ML models replace explicit code logic with functions learned from data. One is relying on data to represent the entire problem with all it's particular, which means lots of data is needed. The complexity of ID data extraction can range from very simple ID types (see the first image in this post) to extremely complex ID types (challenging even for human document experts). Our goal was to build a system that would cover this whole range of complexity while being extremely data efficient. After years of dedicated work by our researchers, engineers and document experts, we can proudly say that we have finally succeeded in doing so. Our system now requires very little data when tackling even the most challenging ID types.

Need for Speed

Speed is imperative in all our products. Developing real-time mobile vision technology means all our solutions run in less than a second on a standard smartphone. 

We’ve already set the bar high with the Photomath app, which uses our DeepOCR system to perform recognition of handwritten math equations in an instant. To our knowledge, this was the world's first entirely learned OCR model running in real time on mobile devices back in 2016. We succeeded by having our teams work on two main challenges:

  • designing an optimal ML model suited for the task (it’s a tiny model), and
  • developing our very own ML inference system that surpasses the speed of any existing software on the market (we later called this system the Runner).

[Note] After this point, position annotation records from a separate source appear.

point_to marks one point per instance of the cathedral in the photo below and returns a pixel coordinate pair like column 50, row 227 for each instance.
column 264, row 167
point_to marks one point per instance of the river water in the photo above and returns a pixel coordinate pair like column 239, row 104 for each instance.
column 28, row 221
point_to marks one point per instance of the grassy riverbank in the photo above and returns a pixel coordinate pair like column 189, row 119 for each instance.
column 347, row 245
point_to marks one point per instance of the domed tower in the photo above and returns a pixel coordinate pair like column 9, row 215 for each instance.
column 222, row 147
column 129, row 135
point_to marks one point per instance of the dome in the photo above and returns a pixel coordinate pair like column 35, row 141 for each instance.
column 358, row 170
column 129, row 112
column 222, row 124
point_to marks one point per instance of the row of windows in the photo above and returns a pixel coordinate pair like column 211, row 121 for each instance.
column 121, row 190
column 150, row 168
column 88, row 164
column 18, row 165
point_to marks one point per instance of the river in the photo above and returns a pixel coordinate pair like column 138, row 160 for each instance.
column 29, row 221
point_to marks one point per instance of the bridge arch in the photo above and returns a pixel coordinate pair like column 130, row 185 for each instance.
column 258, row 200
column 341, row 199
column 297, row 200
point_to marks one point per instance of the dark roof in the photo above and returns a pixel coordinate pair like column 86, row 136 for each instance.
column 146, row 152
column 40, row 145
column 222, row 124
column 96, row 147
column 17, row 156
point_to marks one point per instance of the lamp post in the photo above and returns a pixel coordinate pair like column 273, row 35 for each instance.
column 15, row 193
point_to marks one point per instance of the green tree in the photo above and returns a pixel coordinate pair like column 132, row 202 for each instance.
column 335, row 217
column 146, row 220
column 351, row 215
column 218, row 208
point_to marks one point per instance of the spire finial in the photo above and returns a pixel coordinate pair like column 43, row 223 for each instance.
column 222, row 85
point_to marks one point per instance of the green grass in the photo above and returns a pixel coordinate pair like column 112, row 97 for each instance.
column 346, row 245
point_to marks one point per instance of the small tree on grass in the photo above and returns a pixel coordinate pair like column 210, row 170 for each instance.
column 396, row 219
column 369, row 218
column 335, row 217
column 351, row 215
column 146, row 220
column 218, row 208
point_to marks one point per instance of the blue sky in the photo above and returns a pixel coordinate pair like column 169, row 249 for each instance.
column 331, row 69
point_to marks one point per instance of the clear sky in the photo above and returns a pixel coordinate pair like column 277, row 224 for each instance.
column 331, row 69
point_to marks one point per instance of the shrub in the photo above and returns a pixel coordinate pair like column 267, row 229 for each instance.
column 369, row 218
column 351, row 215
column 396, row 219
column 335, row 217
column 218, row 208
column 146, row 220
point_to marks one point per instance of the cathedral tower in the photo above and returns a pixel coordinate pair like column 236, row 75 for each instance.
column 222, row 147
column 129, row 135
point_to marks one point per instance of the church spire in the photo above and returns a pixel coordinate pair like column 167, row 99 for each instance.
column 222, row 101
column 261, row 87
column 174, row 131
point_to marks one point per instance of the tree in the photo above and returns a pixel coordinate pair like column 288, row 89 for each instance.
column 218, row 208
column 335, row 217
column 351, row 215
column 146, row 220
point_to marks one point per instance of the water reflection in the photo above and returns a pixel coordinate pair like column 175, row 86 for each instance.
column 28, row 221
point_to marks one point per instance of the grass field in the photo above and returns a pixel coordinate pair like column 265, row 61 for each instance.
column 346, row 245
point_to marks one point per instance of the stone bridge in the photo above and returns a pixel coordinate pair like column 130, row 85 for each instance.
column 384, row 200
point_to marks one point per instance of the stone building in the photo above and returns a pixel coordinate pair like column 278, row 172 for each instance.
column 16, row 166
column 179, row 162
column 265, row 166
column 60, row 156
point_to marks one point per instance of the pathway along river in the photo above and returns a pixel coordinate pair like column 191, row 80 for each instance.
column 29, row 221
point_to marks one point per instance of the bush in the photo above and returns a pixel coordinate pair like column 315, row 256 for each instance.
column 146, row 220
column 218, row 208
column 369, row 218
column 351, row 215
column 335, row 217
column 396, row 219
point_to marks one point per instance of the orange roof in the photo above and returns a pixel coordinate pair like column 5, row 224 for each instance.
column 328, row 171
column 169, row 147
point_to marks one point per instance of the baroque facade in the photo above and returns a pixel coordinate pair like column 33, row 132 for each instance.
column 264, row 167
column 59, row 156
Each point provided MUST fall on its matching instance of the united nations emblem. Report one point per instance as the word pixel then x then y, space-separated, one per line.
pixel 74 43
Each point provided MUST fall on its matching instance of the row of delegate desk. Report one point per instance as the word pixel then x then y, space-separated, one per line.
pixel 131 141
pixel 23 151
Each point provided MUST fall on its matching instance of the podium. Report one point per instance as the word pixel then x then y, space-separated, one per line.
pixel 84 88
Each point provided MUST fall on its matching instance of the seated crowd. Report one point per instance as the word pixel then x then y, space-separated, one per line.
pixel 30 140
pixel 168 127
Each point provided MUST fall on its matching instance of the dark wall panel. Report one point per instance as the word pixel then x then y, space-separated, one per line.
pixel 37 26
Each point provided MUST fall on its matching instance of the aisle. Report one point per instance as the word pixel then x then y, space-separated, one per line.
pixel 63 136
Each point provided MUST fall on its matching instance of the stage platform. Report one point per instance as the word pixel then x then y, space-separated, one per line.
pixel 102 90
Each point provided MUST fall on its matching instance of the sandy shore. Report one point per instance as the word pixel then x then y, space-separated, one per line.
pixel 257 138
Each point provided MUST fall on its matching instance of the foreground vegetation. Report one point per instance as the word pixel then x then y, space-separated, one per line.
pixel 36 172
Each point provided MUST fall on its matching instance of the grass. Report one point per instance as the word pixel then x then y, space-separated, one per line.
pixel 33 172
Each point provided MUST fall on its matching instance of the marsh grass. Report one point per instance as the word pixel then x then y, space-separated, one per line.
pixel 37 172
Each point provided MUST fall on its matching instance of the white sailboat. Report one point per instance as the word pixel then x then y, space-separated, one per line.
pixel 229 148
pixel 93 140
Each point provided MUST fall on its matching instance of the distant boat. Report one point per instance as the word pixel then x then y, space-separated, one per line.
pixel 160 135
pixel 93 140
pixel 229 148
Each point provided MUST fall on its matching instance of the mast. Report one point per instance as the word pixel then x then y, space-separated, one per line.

However, ID data extraction is a different problem. On the one hand, it’s far more complex and goes beyond OCR. On the other hand, the speed requirements remain the same: real-time performance on a standard smartphone. So, building the new BlinkID v5 challenged us both in the design of our ML models and the further development of the Runner. Again, with a joint effort by all our teams, we managed to fulfill the set conditions and provide the world with what we believe is the first entirely learned real-time ID data extractor.

What does this mean for you?

As our first entirely ML-powered product, BlinkID v5 enables new levels of scalability and efficiency in our development process. More importantly, adding support for new ID types is now significantly faster, and we’re able to respond to clients’ needs much quicker than before. We’re going full steam ahead towards our goal of tackling even the hardest data extraction problems and ultimately supporting all ID types in the world. What’s more, we also introduced a new, redesigned UX, which will make the scanning process easier and faster for end users than ever before.